Shadows are very important when creating any kind of photo manipulation. You can often see montages that look very unrealistic at first. This is because the shadows are not corresponding to each other. Remember to always study and look at where the light falls, and create a natural shadow, either by manually drawing it on another layer with a black brush, or by copying the object and placing it beneath. Then, you can work on doing levels, blurring, and resizing. Shadows are very important for that final, realistic feel to the image. When the scars are finally done, I used the burn tool to enhance some shadows. I also used burn to create contrast on the ribs and backbone by slightly burning the dark parts and dodging the light parts.


Don’t overdo it though. After this, I used shadow-highlights option (under image/adjustments) where I brought up the shadows bit more (shadow slider amount around 20%).

6. Add some final touches. For brightness and contrast, I enhanced the contrast a bit by moving contrast slider up. To do this, click and use a new adjustment layer in the layers panel. This way, you can always change the setting afterwards. Unsharp mask—not too much, but you want the image to be sharper. You’ll want to do this: (filter/sharpen/unsharp mask) Radius around 1.3, threshold at zero and amount around 50 to 60% or at will. ?

I always tend to dodge and burn a bit, so I burned the background at the corners to get a vignette feel. I also slightly dodged her whole head. Always lower the opacity of the tool, all the way to 0-15%. Set hardness to 0% and larger size. Set burn to midtones, and slightly start burning the corners and the background, then set it to shadows and finish it up.

The final toning was done with new levels layer: output black slider at 29 and midpoint slider at 0.72. This way, you get a gray look. You’ll need to bring the blacks back a bit. With new brightness/contrast layer and contrast slider set to +60, I was able to get some black parts black into the image again. Now, this is my own personal touch that I use lately on my black and white images. I just like the tone that I get with levels and brightness/contrast layer.

Finally—we got ourselves a final image!

I shared some tips in the post-processing section of this tutorial. But I also want this advice: never complete your artwork fast. Always do it slowly, and take long looks at your image as you will always find more details to be processed. Sleep on it. The next morning, when you open the image, you may get fresh and new ideas. There were many times I published a photo that looked perfect as soon as I finished editing them. But then the next day, I always spot something I forgot to do, or something I wanted to do differently. Never rush your work. It’s okay to leave it overnight.

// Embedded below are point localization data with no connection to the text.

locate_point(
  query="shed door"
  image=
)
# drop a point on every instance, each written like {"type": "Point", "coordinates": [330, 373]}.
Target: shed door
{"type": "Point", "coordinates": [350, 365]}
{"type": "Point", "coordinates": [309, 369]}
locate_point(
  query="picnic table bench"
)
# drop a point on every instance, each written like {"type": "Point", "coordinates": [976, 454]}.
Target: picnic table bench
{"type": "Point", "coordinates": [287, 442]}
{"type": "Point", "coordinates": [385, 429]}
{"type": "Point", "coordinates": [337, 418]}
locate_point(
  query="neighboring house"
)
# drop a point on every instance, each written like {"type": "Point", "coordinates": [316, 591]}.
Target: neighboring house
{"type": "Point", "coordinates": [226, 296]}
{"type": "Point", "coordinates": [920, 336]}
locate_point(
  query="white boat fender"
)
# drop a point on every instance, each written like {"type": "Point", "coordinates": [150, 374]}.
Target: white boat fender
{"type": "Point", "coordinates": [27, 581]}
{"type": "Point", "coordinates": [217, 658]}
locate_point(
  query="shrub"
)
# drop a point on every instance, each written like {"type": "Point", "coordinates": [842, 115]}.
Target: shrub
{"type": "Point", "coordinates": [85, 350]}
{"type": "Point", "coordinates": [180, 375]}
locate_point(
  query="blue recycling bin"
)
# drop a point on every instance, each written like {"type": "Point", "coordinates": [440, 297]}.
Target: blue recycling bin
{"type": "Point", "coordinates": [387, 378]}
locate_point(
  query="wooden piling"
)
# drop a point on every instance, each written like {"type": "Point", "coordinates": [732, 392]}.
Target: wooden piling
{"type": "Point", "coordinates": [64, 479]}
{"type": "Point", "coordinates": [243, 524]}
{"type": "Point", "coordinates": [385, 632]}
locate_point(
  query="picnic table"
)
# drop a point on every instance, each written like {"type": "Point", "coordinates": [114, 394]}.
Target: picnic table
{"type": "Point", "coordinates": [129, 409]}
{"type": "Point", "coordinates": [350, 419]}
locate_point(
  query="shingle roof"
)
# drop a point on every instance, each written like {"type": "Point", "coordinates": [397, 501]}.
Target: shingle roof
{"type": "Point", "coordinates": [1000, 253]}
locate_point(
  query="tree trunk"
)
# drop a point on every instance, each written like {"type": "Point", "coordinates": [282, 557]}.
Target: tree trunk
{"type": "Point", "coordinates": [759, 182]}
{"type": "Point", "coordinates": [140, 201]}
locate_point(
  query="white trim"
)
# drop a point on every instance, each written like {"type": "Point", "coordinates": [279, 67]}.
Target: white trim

Another advice: When thinking of ideas for a themed photo shoot, there will be photo sessions full of straight-up ideas and results that follow that will be more or less successful. I like the photo sessions when you have an original idea and end up with something completely different. This is what happened with shooting this image—it was like a stream of thoughts. As I was processing the photo, a totally new concept for a series opened up for me. When I was done with this image, I just made all other photos from this series similar, and they connected and tied in with the haunting story I wanted to tell.